Dedicated service to do PDF to text extraction (or from TIFF or from other image scan formats). (Originally: http://trac.okfn.org/ticket/182) |
Last weekend, I created an OCR pipeline with OCRopus, Tesseract & Celery/RabbitMQ. I need to do a little bit of work to make it available as a web service. OCRopus does layout analysis, splitting the image into lines/words. These split files is then sent to Tesseract for OCR and reassembled to create hOCR output. Celery is used for ad-hoc clustering, making it trivial to add more processing capacity. |
Hi Tim, Could you share that OCR pipeline with us? I've toyed with OCRopus & Tesseract, but have never used / heard of Celery/RabbitMQ before. I'm not so interested in using this as a web service yet tbh, a local, desktop pipeline would be preferred if possible, so I can tailor it to my own use-case a bit. |
Also very interested in your setup Tim.

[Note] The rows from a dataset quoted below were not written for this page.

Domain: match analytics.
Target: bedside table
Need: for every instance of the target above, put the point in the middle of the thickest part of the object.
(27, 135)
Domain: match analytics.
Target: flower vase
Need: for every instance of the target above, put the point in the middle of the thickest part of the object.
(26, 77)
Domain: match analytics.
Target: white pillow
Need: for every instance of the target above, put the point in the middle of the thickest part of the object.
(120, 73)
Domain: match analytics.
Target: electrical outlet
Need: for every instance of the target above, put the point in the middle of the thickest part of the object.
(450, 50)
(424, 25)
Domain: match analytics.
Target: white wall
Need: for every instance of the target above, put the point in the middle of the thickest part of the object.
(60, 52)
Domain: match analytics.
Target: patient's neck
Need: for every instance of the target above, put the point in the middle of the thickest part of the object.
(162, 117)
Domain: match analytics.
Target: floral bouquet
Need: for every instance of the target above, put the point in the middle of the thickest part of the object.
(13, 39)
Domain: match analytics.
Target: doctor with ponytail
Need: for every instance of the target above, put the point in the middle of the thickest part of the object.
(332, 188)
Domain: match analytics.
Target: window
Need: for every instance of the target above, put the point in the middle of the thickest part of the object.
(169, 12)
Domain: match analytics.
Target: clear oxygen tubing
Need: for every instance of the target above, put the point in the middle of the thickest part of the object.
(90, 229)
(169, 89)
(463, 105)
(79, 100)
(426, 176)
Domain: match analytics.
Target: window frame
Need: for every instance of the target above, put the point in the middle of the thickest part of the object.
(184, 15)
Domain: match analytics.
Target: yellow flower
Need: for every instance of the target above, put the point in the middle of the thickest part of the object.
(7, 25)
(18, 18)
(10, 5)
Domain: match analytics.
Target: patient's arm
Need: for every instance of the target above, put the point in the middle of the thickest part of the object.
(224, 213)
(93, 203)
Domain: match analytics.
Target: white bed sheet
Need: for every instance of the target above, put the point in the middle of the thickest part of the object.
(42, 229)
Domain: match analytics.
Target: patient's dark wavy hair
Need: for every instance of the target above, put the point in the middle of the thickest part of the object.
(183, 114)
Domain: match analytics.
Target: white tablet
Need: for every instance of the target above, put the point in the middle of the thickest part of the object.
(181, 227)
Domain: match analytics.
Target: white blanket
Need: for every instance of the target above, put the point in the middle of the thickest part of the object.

Otherwise the "pdftotext whatever.pdf" works pretty well! http://en.wikipedia.org/wiki/Poppler_(software) |
There are already lots of web services that do this for free. http://www.newocr.com/ http://www.free-ocr.com/ http://www.onlineocr.net/ just a few examples. |
Google App Engine in theory now supports this (though still seems you need to request this): http://developers.google.com/appengine/docs/python/conversion/overview |